Garcia‐Teresa 2007 A multicentre observational study that evaluated CVC‐related infections in children. Basis of exclusion: study design
Garcia‐Vazquez 2011 A before‐and‐after study that evaluated the effect of a hand hygiene promotion programme in reducing infections in an ICU. Basis of exclusion: study design
Garland 1996 An RCT that assessed the local reaction to a chlorhexidine gluconate‐impregnated antimicrobial dressing in very low birth weight infants. Basis of exclusion: population and intervention
Garland 2001 An RCT that compared chlorhexidine gluconate‐impregnated dressing with povidone‐iodine skin scrub for prevention of CVC‐related infections in neonates.
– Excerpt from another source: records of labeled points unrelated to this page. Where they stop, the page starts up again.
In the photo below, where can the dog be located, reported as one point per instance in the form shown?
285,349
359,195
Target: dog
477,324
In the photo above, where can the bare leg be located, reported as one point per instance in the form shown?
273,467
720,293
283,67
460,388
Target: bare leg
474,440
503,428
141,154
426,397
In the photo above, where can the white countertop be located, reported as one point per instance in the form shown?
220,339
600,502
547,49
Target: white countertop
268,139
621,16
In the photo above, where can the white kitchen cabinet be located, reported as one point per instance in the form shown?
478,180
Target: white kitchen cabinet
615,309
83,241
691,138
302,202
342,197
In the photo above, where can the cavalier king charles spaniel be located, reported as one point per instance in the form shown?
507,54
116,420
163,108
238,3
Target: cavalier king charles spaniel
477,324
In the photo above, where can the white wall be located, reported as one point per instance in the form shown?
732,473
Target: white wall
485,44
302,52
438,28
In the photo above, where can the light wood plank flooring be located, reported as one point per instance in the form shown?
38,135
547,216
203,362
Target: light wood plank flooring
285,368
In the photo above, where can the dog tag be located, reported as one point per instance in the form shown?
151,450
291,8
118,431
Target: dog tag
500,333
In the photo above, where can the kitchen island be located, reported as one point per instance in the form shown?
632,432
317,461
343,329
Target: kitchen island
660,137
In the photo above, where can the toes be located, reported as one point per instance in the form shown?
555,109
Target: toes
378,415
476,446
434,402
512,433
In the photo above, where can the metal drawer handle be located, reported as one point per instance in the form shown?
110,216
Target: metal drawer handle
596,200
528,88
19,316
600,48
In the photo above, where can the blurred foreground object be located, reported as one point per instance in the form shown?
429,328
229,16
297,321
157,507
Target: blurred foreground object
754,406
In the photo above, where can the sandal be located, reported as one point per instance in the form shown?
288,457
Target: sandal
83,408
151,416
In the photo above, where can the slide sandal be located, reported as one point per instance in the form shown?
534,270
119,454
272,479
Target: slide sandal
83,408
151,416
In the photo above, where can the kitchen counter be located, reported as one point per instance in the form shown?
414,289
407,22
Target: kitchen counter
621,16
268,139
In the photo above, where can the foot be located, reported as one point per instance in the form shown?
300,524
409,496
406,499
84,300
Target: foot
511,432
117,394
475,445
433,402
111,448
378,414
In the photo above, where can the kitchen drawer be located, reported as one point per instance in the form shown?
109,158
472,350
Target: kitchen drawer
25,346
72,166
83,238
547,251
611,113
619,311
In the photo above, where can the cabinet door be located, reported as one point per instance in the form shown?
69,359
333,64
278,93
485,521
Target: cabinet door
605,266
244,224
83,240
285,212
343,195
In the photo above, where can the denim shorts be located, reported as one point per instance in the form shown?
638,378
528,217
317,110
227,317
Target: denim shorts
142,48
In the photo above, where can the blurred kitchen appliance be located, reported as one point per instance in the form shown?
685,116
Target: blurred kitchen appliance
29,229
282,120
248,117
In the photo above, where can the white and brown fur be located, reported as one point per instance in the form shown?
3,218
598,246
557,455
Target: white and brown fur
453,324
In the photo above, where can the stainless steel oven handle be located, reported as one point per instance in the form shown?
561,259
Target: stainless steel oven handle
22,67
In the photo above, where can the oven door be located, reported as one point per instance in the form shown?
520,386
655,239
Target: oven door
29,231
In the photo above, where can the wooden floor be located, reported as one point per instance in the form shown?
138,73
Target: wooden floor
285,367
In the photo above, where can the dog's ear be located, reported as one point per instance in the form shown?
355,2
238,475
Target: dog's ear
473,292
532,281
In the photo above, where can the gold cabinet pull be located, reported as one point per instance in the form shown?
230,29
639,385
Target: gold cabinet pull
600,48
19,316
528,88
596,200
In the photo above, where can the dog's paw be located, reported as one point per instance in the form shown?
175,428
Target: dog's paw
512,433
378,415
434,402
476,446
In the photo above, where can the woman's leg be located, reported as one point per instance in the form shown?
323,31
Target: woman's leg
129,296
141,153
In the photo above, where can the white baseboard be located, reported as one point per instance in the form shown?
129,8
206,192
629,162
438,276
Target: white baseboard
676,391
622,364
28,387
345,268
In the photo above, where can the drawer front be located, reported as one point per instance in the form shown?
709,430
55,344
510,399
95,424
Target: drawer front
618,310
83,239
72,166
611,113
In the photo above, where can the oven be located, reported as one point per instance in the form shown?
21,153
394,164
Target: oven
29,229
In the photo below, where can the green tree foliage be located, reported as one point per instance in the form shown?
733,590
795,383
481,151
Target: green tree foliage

Basis of exclusion: population
Garland 2009a An RCT that compared chlorhexidine gluconate with povidone‐iodine as skin antisepsis prior to CVC placement in neonates. Basis of exclusion: population
Garland 2009b An RCT that assessed the safety of chlorhexidine gluconate in neonates with percutaneously inserted central venous catheters. Basis of exclusion: population
Gilad 2006 A review article on prevention of catheter‐related BSI in the neonatal intensive care setting. Basis of exclusion: article type
Girard 2012 A longitudinal cohort study that compared two CVC cleaning protocols (containing alcohol‐based povidone‐iodine solution (Betadine alcolique) and chlorhexidine‐based antiseptic (Biseptine), respectively) administered in different periods. Basis of exclusion: study design
Gnass 2004 A prospective, non‐randomised study that evaluated the effect of multiple infection control strategies in reducing catheter‐related infections. Basis of exclusion: study design
Gunst 2011 A non‐randomised trial that compared antiseptic‐impregnated CVC with peripherally‐inserted central line in reducing catheter‐related infections. Basis of exclusion: study design and intervention
Habibzadeh 2013 A commentary on an included study (Yousefshahi 2013)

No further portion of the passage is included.